Hi @srkris
It’s a literary trope; there are plenty in Buddhist texts which are quite obvious.
I think for now we’ll just have to set this aspect aside and agree to disagree. I think we are talking past one another to a certain extent.
Correct. This is common knowledge in modern Buddhist Studies. Much of the Abhidhamma and Vinaya were likely after his time. There was probably one sutta pitaka equivalent-like body of texts, and perhaps some form of pātimokkha. So it’s a straw-man. What you really want to argue is that the majority of prose suttas are not authentic. So I’ll respond to that aspect.
In terms of this argument, I do think that Ven. @sujato may not have the strongest argument. We could plausibly read the text, to my mind, as saying not that these two unknown brahmins wanted to change the text to verse themselves. But rather that they are requesting of the Buddha that the community switch to versified Vedic. Assuming they are referring to a reasonable body of text which could be versified. Assuming that. Then it is a plausible interpretation. Especially because it is probably more of a literary device, as people tend to use this passage today. “The Buddha wanted his teachings preserved in vernacular language, not rarified verse.” It doesn’t really matter so much IMHO if the request is actually practical in real life. It’s more the fact that they asked if the Buddha would approve this and he said no that matters.

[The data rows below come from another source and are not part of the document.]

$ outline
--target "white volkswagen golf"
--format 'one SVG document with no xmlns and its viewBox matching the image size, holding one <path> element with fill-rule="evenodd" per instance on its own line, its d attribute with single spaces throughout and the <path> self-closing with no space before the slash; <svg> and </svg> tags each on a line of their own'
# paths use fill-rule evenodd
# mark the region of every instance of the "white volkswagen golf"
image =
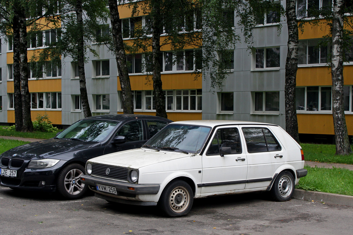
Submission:
<svg viewBox="0 0 353 235">
<path fill-rule="evenodd" d="M 109 202 L 158 205 L 176 217 L 209 196 L 270 191 L 289 200 L 304 167 L 300 146 L 276 125 L 186 121 L 169 124 L 141 148 L 89 160 L 82 179 Z"/>
</svg>

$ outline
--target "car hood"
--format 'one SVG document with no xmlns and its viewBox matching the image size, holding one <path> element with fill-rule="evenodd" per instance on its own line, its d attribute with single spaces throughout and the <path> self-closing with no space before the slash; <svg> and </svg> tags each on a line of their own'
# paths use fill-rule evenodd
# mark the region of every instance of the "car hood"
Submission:
<svg viewBox="0 0 353 235">
<path fill-rule="evenodd" d="M 186 154 L 175 151 L 136 149 L 103 155 L 89 160 L 91 162 L 138 169 L 146 166 L 186 157 Z"/>
<path fill-rule="evenodd" d="M 97 144 L 100 145 L 100 143 L 52 138 L 14 148 L 4 152 L 1 156 L 22 158 L 25 160 L 41 159 L 66 152 L 86 149 Z"/>
</svg>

But I still think that it is a good point that assuming the corpus was something closer to the suttas we have in the various Buddhist traditions, it would be a quite implausible suggestion, or it seems as much. You are basically speculating that, despite the historical indications and analyses of these texts, history was something different than has been agreed upon by scholars and the traditions. And therefore the passage must be interpreted according to your intuition about history. Which I don’t find particularly convincing, though it doesn’t mean it is by necessity incorrect.
Yes, this is true. Based on your reply there are a few things I’d like to mention.

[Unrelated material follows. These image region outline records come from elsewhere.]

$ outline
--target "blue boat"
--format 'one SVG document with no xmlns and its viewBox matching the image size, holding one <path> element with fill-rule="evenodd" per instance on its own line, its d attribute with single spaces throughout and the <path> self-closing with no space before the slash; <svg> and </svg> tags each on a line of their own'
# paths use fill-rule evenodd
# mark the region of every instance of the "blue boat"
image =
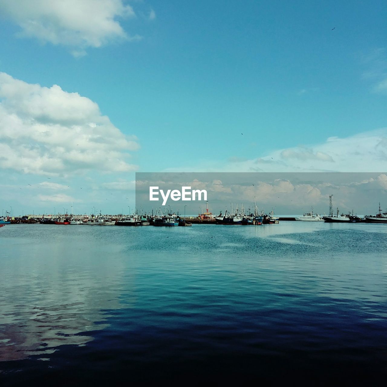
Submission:
<svg viewBox="0 0 387 387">
<path fill-rule="evenodd" d="M 178 226 L 179 221 L 176 218 L 169 216 L 163 216 L 156 218 L 153 221 L 153 226 Z"/>
</svg>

I agree with you that that would be quite difficult. But I don’t think suttas are verbatim records of events that happened and words spoken. I think they were compiled by monastics based on what the Buddha said and events believed to have transpired. Often, I think they are often summaries or “notes” of a sort of the main message.
There are a series of tools they used to do this. Stock formulas which repeat and say the same message with verbatim or near-verbatim words. Repeat structures which fill-in new ideas or loop back old ones, like repeating conversations verbatim before giving a response. This reenforces the text to be memorized within the discourse. There is also the use of repetitive synonyms, to preserve the general meaning and not to give subtle nuances with different words. If one word is lost, changed, or misunderstood, the general message gets across. Waxing syllables. Lists of words and ideas increase in the number of syllables per word. This provides a rhythm and standard to text to preserve the proper order of terms and ease memorizing arbitrary order of similar words. Common stock settings, characters, textual tropes for quotations, similes, q&a, etc.
There are also many numerical principles. Repetition of important things three times. Numerical lists. Fractal lists with regular numerical pattern. Numerical symbology and ordering.
Then there is of course the verse. Verse has metre and rules which govern it. There are also often verse summaries of prose passages which help retain content and meaning. There are strings and series of verses across texts linked together by common words, phrases, or ideas in each verse. Much of this is not obvious unless analyzing the progression of, e.g. the Udāna discourses based off their verses.
Moreover, some scholars have argued that it’s likely the Buddha himself helped formulate and teach in some of these stock passages or formulas. There are discourses where the Buddha himself is overheard repeating or reciting Dhamma formulas, such as the formula for the arising of contact and craving, which is taught dozens of times. It would have been understood that the audience wanted to memorize the teaching, so it could be presented and packaged over time in the community to be more conducive to that end.
The discourses themselves also talk about memorizing the Dhamma, reciting the Dhamma, hearing the Dhamma. There are Patimokkha rules about having people recite / repeat passages for memorization from a teacher. They never mention writing it, or reading it, or writing anything. But reciting out loud, in a group, alone, mentally, being very learned via hearing Dhamma, or monks repeating Dhamma summaries they memorized to others — these are things we see discussed internally.
So just to reiterate: they didn’t hear it once, and they didn’t try to transmit it exactly as it was spoken. They would have condensed and repeated and formulated and recited it together. Many themes taught probably used certain stock formulas that could be elaborated or commented on.
I’ll also reiterate that this has actually been studied comparatively. In order to explain why texts change the way they do across time and space, and the type of change that occurs is part of it. If it were simply a matter of writing, it would not have sufficient explanatory power. It’s precisely the fact that this was an oral tradition by people who understood the texts that is part of explaining the evolution and structure of the texts. It’s for this reason that the texts vary and evolve the way they did, and it’s for this reason that they are redacted in a unique way different than say the Vedas. The process of composition, transmission and recitation was different.
Just because it is different from the tradition you are familiar with doesn’t mean it’s impossible. I’m not saying what you say has no merit, nor am I defending that every single discourse goes back to a historical event of some sort. But there is lots of nuance here.